Whole blood gene expression analyses in patients with single versus recurrent venous thromboembolism

Introduction Venous thromboembolism may recur in up to 30% of patients with a spontaneous venous thromboembolism after a standard course of anticoagulation. Identification of patients at risk for recurrent venous thromboembolism would facilitate decisions concerning the duration of anticoagulant therapy. Objectives In this exploratory study, we investigated whether whole blood gene expression data could distinguish subjects with single venous thromboembolism from subjects with recurrent venous thromboembolism. Methods 40 adults with venous thromboembolism (23 with single event and 17 with recurrent events) on warfarin were recruited. Individuals with antiphospholipid syndrome or cancer were excluded. Plasma and serum samples were collected for biomarker testing, and PAXgene tubes were used to collect whole blood RNA samples.
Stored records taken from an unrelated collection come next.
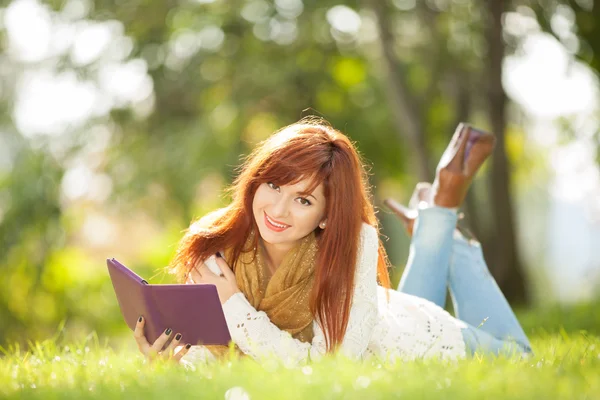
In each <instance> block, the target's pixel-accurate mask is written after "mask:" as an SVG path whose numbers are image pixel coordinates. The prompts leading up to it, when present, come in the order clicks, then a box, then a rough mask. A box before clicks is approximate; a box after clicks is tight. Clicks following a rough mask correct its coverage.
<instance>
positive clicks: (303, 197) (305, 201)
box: [298, 197, 312, 206]
mask: <svg viewBox="0 0 600 400" xmlns="http://www.w3.org/2000/svg"><path fill="white" fill-rule="evenodd" d="M298 201H299V202H300V204H302V205H303V206H310V205H311V204H312V203H311V202H310V201H309V200H308V199H306V198H304V197H298Z"/></svg>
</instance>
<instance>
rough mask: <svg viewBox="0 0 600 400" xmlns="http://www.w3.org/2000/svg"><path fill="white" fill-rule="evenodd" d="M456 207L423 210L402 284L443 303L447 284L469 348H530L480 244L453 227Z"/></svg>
mask: <svg viewBox="0 0 600 400" xmlns="http://www.w3.org/2000/svg"><path fill="white" fill-rule="evenodd" d="M456 222H457V215H456V212H455V211H454V210H450V209H447V208H441V207H432V208H426V209H422V210H419V217H418V218H417V221H416V222H415V226H414V229H413V238H412V241H411V245H410V252H409V256H408V263H407V265H406V269H405V270H404V273H403V275H402V278H401V280H400V284H399V286H398V290H399V291H401V292H404V293H408V294H412V295H415V296H419V297H422V298H425V299H427V300H429V301H432V302H434V303H435V304H437V305H438V306H440V307H444V305H445V302H446V287H448V289H449V290H450V296H451V298H452V303H453V305H454V311H455V314H456V317H457V318H458V319H460V320H462V321H463V322H465V323H466V324H467V327H466V328H464V329H463V330H462V334H463V338H464V340H465V345H466V348H467V352H468V354H471V355H473V354H474V353H475V352H478V353H493V354H500V353H502V354H515V353H531V345H530V343H529V340H528V339H527V335H525V332H524V331H523V328H522V327H521V324H519V321H518V320H517V317H516V316H515V314H514V312H513V311H512V309H511V307H510V305H509V304H508V302H507V301H506V298H505V297H504V295H503V294H502V292H501V291H500V288H499V287H498V285H497V284H496V281H495V280H494V278H493V277H492V275H491V274H490V272H489V270H488V268H487V265H486V263H485V260H484V259H483V253H482V251H481V245H480V244H479V243H477V242H474V241H471V242H469V241H467V240H466V239H464V238H463V237H462V235H460V234H458V233H457V232H456V233H455V227H456Z"/></svg>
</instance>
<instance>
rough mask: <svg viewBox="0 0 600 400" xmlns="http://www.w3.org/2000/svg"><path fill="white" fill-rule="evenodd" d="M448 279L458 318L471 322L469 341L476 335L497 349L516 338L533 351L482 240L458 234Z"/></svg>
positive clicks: (526, 349)
mask: <svg viewBox="0 0 600 400" xmlns="http://www.w3.org/2000/svg"><path fill="white" fill-rule="evenodd" d="M448 278H449V288H450V296H451V297H452V302H453V304H454V311H455V313H456V317H457V318H459V319H461V320H462V321H464V322H466V323H467V324H469V325H471V326H470V327H469V328H467V329H466V330H468V332H465V331H466V330H463V336H464V337H465V341H466V342H467V343H468V342H469V340H470V338H471V336H475V339H477V340H476V341H478V342H481V341H484V342H486V343H488V345H487V346H484V347H490V348H493V349H496V350H497V348H498V347H499V346H500V345H507V342H510V341H512V340H514V341H515V342H517V343H518V344H519V345H521V346H522V348H523V350H525V351H526V352H530V351H531V345H530V343H529V339H527V335H525V332H524V331H523V328H522V327H521V324H520V323H519V321H518V320H517V317H516V316H515V314H514V312H513V310H512V308H511V307H510V305H509V304H508V301H507V300H506V298H505V297H504V295H503V294H502V291H500V288H499V287H498V284H497V283H496V281H495V280H494V278H493V277H492V275H491V274H490V272H489V270H488V267H487V265H486V263H485V260H484V258H483V253H482V251H481V245H480V244H479V243H477V242H468V241H467V240H465V239H464V238H463V237H462V236H461V235H455V238H454V245H453V247H452V258H451V261H450V268H449V274H448ZM477 331H484V332H487V333H488V334H490V335H491V336H492V337H493V338H496V339H499V340H500V342H498V343H492V342H491V341H490V339H489V338H488V337H487V335H485V334H481V335H480V334H479V332H477ZM508 346H510V345H508Z"/></svg>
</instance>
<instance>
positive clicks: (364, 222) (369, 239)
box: [360, 222, 378, 240]
mask: <svg viewBox="0 0 600 400" xmlns="http://www.w3.org/2000/svg"><path fill="white" fill-rule="evenodd" d="M360 237H361V238H362V239H363V240H377V238H378V233H377V229H376V228H375V227H374V226H373V225H370V224H368V223H366V222H363V223H362V226H361V227H360Z"/></svg>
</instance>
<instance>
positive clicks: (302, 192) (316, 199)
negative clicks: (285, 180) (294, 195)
mask: <svg viewBox="0 0 600 400" xmlns="http://www.w3.org/2000/svg"><path fill="white" fill-rule="evenodd" d="M296 194H300V195H303V196H306V197H308V196H310V197H312V198H313V199H315V200H316V201H319V199H317V198H316V197H315V196H313V195H312V194H310V193H306V192H296Z"/></svg>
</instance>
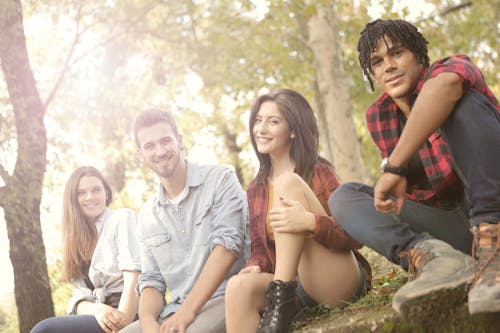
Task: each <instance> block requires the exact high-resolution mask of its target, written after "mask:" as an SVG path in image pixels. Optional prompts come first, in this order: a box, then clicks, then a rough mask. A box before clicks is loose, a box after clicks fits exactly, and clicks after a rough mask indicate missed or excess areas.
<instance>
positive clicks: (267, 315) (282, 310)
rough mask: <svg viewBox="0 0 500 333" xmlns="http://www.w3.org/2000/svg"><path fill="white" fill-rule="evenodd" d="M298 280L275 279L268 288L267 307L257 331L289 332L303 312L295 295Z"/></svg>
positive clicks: (299, 304)
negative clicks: (290, 327)
mask: <svg viewBox="0 0 500 333" xmlns="http://www.w3.org/2000/svg"><path fill="white" fill-rule="evenodd" d="M296 287H297V282H295V281H291V282H284V281H281V280H275V281H272V282H271V283H269V287H267V290H266V307H265V309H264V314H263V315H262V319H261V320H260V325H259V329H258V330H257V333H288V332H289V330H290V326H291V325H292V322H293V321H294V320H296V319H297V318H298V317H299V315H300V314H301V313H302V312H301V310H302V307H301V306H300V304H299V300H298V299H297V296H296V295H295V288H296Z"/></svg>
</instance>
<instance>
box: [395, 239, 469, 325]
mask: <svg viewBox="0 0 500 333" xmlns="http://www.w3.org/2000/svg"><path fill="white" fill-rule="evenodd" d="M400 256H401V257H406V258H407V259H408V267H409V270H408V271H409V274H410V277H409V279H410V280H412V281H411V282H408V283H406V284H405V285H404V286H403V287H401V288H400V289H399V290H398V291H397V292H396V293H395V294H394V298H393V300H392V307H393V308H394V310H396V311H397V312H398V314H399V315H400V316H402V317H403V318H405V319H407V320H411V321H420V322H422V321H427V320H432V319H434V318H437V317H438V316H440V314H443V313H447V312H448V310H449V309H452V308H455V307H457V306H460V305H462V304H464V303H465V298H466V296H467V291H468V287H469V284H470V283H471V282H472V278H473V270H472V257H471V256H468V255H466V254H464V253H462V252H460V251H458V250H455V249H454V248H453V247H451V246H450V245H449V244H448V243H445V242H443V241H441V240H438V239H426V240H423V241H420V242H418V243H417V244H416V245H415V246H414V247H413V248H412V249H410V250H409V251H407V252H405V253H401V255H400Z"/></svg>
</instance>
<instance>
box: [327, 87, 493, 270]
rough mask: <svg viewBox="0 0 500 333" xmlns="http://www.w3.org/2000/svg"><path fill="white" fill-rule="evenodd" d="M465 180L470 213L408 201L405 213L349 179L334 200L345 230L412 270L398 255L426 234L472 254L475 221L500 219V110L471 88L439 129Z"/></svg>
mask: <svg viewBox="0 0 500 333" xmlns="http://www.w3.org/2000/svg"><path fill="white" fill-rule="evenodd" d="M440 131H441V134H442V135H443V136H444V138H445V139H446V140H447V142H448V145H449V146H450V150H451V153H452V156H453V167H454V169H455V170H456V172H457V174H458V175H459V177H460V179H461V180H462V183H463V184H464V188H465V193H466V195H467V198H468V206H469V207H470V209H469V211H467V212H464V211H463V208H457V209H455V210H444V209H438V208H432V207H428V206H424V205H420V204H417V203H415V202H412V201H409V200H406V201H405V204H404V206H403V209H402V211H401V214H400V215H389V214H383V213H379V212H377V211H376V210H375V208H374V207H373V188H371V187H368V186H365V185H362V184H357V183H347V184H344V185H342V186H340V187H339V188H338V189H337V190H336V191H335V192H333V194H332V196H331V197H330V200H329V206H330V211H331V213H332V216H333V217H334V218H335V220H336V221H337V222H338V223H339V224H340V225H342V227H343V228H344V229H345V230H346V232H347V233H348V234H349V235H351V237H353V238H354V239H356V240H357V241H359V242H361V243H362V244H364V245H366V246H368V247H371V248H373V249H374V250H375V251H377V252H379V253H380V254H382V255H383V256H385V257H386V258H388V259H389V260H390V261H392V262H394V263H396V264H399V265H401V266H402V267H403V268H405V269H406V268H407V263H406V262H404V261H401V260H400V258H399V253H400V252H401V251H405V250H408V249H409V248H411V247H413V246H414V245H415V243H417V242H418V241H420V240H423V239H426V238H431V237H433V238H437V239H441V240H443V241H445V242H447V243H449V244H450V245H452V246H453V247H455V248H456V249H458V250H461V251H462V252H464V253H467V254H470V252H471V247H472V235H471V233H470V231H469V227H470V225H473V226H474V225H477V224H479V223H480V222H495V223H496V222H499V221H500V114H499V113H498V111H497V110H496V108H495V107H494V106H493V105H492V104H491V103H490V102H489V100H488V99H487V98H486V97H485V96H484V95H482V94H479V93H477V92H473V91H471V92H468V93H467V94H466V95H464V96H463V97H462V99H461V100H460V101H459V102H458V103H457V105H456V107H455V110H454V111H453V112H452V113H451V114H450V116H449V117H448V119H447V120H446V121H445V123H444V124H443V125H442V126H441V128H440Z"/></svg>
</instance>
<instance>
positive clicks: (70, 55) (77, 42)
mask: <svg viewBox="0 0 500 333" xmlns="http://www.w3.org/2000/svg"><path fill="white" fill-rule="evenodd" d="M81 12H82V3H81V2H80V5H79V6H78V9H77V15H76V33H75V38H74V39H73V42H72V43H71V47H70V49H69V52H68V55H67V56H66V60H65V61H64V65H63V67H62V69H61V72H60V73H59V76H58V77H57V80H56V83H55V84H54V87H53V88H52V90H51V91H50V93H49V96H48V97H47V100H46V101H45V102H44V103H43V113H45V111H46V110H47V107H48V106H49V104H50V102H52V100H53V99H54V96H55V95H56V92H57V91H58V90H59V86H60V85H61V83H62V80H63V78H64V75H66V73H67V72H68V70H69V67H70V66H69V62H70V61H71V57H72V56H73V53H74V52H75V48H76V45H78V42H79V41H80V37H81V35H82V33H83V32H84V31H85V29H84V30H83V31H79V30H80V19H81Z"/></svg>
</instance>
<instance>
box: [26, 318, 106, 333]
mask: <svg viewBox="0 0 500 333" xmlns="http://www.w3.org/2000/svg"><path fill="white" fill-rule="evenodd" d="M103 332H104V331H103V330H102V329H101V327H100V326H99V324H98V323H97V320H96V319H95V317H94V316H92V315H74V316H63V317H52V318H48V319H45V320H42V321H41V322H39V323H38V324H36V325H35V327H33V329H32V330H31V332H30V333H103Z"/></svg>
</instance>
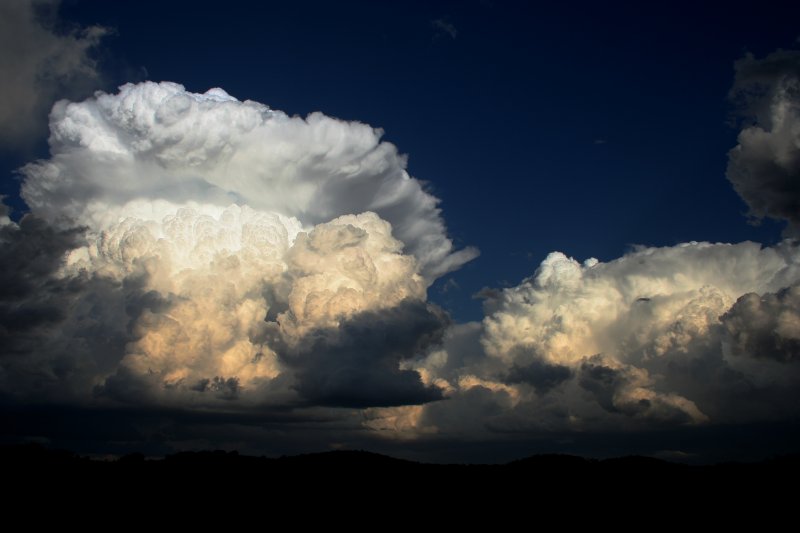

Results D-dimer levels were significantly higher in patients with recurrent venous thromboembolism, but P-selectin and thrombin-antithrombin complex levels were similar in the two groups. Comparison of gene expression data from the two groups provided us with a 50 gene probe model that distinguished these two groups with good receiver operating curve characteristics (AUC 0.75). This model includes genes involved in mRNA splicing and platelet aggregation. Pathway analysis between subjects with single and recurrent venous thromboembolism revealed that the Akt pathway was up-regulated in the recurrent venous thromboembolism group compared to the single venous thromboembolism group. Conclusions In this exploratory study, gene expression profiles of whole blood appear to be a useful strategy to distinguish subjects with single venous thromboembolism from those with recurrent venous thromboembolism. Prospective studies with additional patients are needed to validate these results.